From foodbanks to credit unions, church buildings across the UK provide a growing list of essential services for people in urgent need. The impact of COVID-19 has made the social value of church buildings even more relevant.
In 2020 The House of Good, a report commissioned by the National Churches Trust, quantified the economic and social value of church buildings to the UK. Not just the bricks and mortar but the welfare and wellbeing they create in our communities.
The report demonstrated that the total economic and social value that church buildings generate in the UK is at least £12.4 billion per year, which averages around £300,000 per church. That is roughly equal to the total NHS spending on mental health in England in 2018.
Keeping church buildings open.
We recognize the immense support of the government in making available the £1.57bn Culture Recovery Fund, and recently the announcement of a second round, as well as additional funds made available by the National Lottery Heritage Fund. To date we understand that churches have received in excess of £30 million towards revenue and capital costs which is a great support.
To remain at the service of local people and communities, church buildings need to remain open and have essential facilities such as toilets and kitchens.
However, the poor condition of many church buildings remains a source of great concern. Historic England’s 2020 ‘Heritage at Risk Register’ included over 900 listed places of worship that are in a particularly parlous state.
Congregations remain key to raising funds to pay for repairs and maintenance. But in many cases it is impossible for them to raise the money themselves. That is why in recent years the UK’s mixed economy of local funding, national philanthropy from trusts and foundations and Governmental heritage body grants has proved so essential and effective in safeguarding the heritage of many churches, chapels and meeting houses.
Carrying out church repairs and maintenance is a boon to local economies as this work often involves local contractors and makes use of an incredible range of heritage craft skills at which the UK excels.
Extending the benefit and value of church buildings
Church buildings provide a vital public service by providing a place where people can meet, collaborate and build community.
However, many church buildings cannot be used to their full potential as they lack basic facilities such as toilets and kitchens. The Church of England estimated in 2017 that only half of its churches have a kitchen and one third lack toilet facilities. The situation is likely to be similar, if not worse, in buildings belonging to other denominations.
- In its submission for the 2021 Budget, the National Churches Trust asks for the establishment of a new Listed Places of Worship Urgent Repair and Maintenance Fund. This would provide an annual £10 million funding scheme to run from 2021 – 2025.
- In addition, the National Churches Trust asks that a new Churches Community Facilities Grant Programme be established. This would be a £10 million capital-only grant scheme and be targeted at church buildings in deprived areas.
Grants would be made available for the physical improvement of churches by the installation of toilets or kitchens up to a total of £20,000. If the maximum amount were to be claimed for every grant, a £10 million fund could help pay for the installation of 500 toilets or kitchens – a match-funding scheme could help pay for 1,000.
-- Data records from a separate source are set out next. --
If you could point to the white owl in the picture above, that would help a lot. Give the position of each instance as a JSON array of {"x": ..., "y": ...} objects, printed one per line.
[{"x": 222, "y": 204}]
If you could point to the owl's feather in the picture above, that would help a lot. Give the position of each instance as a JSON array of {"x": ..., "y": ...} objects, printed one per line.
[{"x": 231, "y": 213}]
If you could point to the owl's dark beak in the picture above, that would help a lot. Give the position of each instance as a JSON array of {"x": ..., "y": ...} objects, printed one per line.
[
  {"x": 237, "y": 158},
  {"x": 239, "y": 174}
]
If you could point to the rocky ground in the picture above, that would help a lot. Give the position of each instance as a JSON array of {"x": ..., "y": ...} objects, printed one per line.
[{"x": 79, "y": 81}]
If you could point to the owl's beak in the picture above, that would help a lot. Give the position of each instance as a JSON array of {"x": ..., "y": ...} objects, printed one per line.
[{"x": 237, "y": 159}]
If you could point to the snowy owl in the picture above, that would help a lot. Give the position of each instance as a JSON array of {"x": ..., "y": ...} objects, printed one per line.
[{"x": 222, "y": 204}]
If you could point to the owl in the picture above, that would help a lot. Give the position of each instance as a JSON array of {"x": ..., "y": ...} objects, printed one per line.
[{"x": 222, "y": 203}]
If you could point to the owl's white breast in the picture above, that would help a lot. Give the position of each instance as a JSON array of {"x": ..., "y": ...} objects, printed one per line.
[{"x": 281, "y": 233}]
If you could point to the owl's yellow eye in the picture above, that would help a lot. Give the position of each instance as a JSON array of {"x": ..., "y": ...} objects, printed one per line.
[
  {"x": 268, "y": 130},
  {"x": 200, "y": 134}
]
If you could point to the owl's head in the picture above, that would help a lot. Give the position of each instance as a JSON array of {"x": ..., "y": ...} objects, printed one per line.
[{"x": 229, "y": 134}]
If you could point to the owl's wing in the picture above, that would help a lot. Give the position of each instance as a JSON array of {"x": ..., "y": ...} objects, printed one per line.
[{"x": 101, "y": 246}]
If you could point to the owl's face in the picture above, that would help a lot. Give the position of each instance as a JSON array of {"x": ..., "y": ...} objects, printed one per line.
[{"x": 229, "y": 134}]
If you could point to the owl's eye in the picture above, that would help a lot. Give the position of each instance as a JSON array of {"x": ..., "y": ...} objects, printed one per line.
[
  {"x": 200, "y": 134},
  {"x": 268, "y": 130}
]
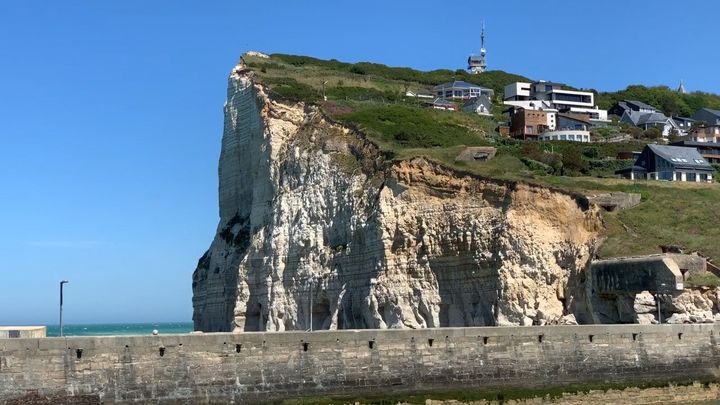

The Listed Places of Worship Grant Scheme gives grants that cover the VAT incurred in making repairs to listed buildings in use as places of worship. Although churches and cathedrals are responsible for fundraising for their own repairs, the scheme pays grants to cover the VAT incurred on urgent structural work and new roofs and reduces the burden on congregations to raise funds.
Without it, a church would have to add 20% onto the cost of a repair project, a substantial increase in costs and a gap many funders, like ourselves, would not be able to cover. The Listed Places of Worship Grant Scheme has paid out over £296m since its inception and assisted over 13,000 buildings.
In October 2019 it was announced that the Listed Places of Worship Grants Scheme was to be extended by the Treasury for a further year until March 2021.
- The National Churches Trusts asks that the Listed Places of Worship Grants Scheme funding be guaranteed until March 2025, to provide certainty for churches undertaking repair projects, and whose finances have been so severely impacted as a result of Covid-19.